Active Capture

``Active Capture'' is a paradigm in multimedia computing and applications that brings together capture, interaction, and processing and exists in the intersection of these three capabilities. Most current human-computer interfaces largely exclude media capture and exist at the intersection of interaction and processing. In order to incorporate media capture into an interaction without requiring signal processing that would be beyond current capabilities, the interaction must be designed to leverage context from the interaction. For example, if the system wants to take a picture of the user smiling, it can interact with the user to get them to face the camera and smile and use simple, robust parsers (such as an eye finder and mouth motion detector) to aid in the contextualized capture, interaction, and processing. From the computer vision and audition side, Active Capture applications are high context multimedia recognizers. They augment computer vision and audition parsers and recognizers with context from the interaction with the user.

Publications

Ana Ramírez and Marc Davis. “Active Capture and Folk Computing.” In Proceedings of IEEE International Conference on Multimedia and Expo (ICME 2004) Special Session on Folk Information Access Through Media in Taipei, Taiwan, IEEE Computer Society Press, 2004. paper presentation
	The domains of folk computing applications touch on areas of interest to people around the world but are of pressing need to those in the developing world who often lack access to basic services and rights: espe-cially health care, education, nutrition, and protection of human rights. In this paper we describe how a new paradigm for media capture, called Active Capture [3-5], and toolkit support for creating applications of this type work toward supporting the development of multimedia applications and interfaces for folk computing.

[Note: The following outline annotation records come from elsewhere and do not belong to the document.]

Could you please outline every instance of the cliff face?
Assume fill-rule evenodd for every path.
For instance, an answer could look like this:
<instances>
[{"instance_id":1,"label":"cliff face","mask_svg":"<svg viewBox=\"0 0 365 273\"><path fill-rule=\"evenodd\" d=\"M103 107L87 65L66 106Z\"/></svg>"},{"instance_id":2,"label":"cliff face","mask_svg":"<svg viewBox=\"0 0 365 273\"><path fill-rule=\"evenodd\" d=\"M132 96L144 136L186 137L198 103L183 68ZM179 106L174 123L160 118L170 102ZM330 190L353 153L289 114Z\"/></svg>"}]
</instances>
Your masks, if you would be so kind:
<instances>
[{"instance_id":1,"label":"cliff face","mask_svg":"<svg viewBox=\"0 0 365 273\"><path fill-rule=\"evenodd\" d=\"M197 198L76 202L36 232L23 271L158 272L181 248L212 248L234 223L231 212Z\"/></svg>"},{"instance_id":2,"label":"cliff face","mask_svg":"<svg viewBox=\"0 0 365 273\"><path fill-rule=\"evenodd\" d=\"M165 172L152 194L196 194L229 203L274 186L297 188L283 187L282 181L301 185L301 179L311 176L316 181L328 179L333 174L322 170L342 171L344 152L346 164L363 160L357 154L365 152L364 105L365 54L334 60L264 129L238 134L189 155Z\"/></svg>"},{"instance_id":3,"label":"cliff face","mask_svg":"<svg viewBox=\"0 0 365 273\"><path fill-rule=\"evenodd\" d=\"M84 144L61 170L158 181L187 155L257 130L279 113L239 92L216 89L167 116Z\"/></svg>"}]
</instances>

Jeffrey Heer, Nathaniel S. Good, Ana Ramírez, Marc Davis, and Jennifer Mankoff. "Presiding Over Accidents: System Direction of Human Action." In Proceedings of CHI 2004, Conference on Human Factors in Computing Systems (2004) paper video
	As human-computer interaction becomes more closely modeled on human-human interaction, new techniques and strategies for human-computer interaction are required. In response to the inevitable shortcomings of recognition technologies, researchers have studied mediation: interaction techniques by which users can resolve system ambiguity and error. In this paper we approach the human-computer dialogue from the other side, examining system-initiated direction and mediation of human action. We conducted contextual interviews with a variety of experts in fields involving human-human direction, including a film director, photographer, golf instructor, and 911 operator. Informed by these interviews and a review of prior work, we present strategies for directing physical human action and an associated design space for systems that perform such direction. We illustrate these concepts with excerpts from our interviews and with our implemented system for automated media capture or “Active Capture,” in which an unaided computer system uses techniques identified in our design space to act as a photographer, film director, and cinematographer.

Marc Davis, Jeffrey Heer and Ana Ramírez. "Active Capture: Automatic Direction for Automatic Movies (Demonstration Description)." In Proceedings of 11th Annual ACM International Conference on Multimedia in Berkeley, California, ACM Press, 88-89, 2003. description video
	The Active Capture demonstration is part of a new computational media production paradigm that transforms media production from a manual mechanical process into an automated computational one that can produce mass customized and personalized media integrating video of non-actors. Active Capture leverages media production knowledge, computer vision and audition, and user interaction design to automate direction and cinematography and thus enables the automatic production of annotated, high quality, reusable media assets. The implemented system automates the process of capturing a non-actor performing two simple reusable actions (“screaming” and “turning her head to look at the camera”) and automatically integrates those shots into various commercials and movie trailers.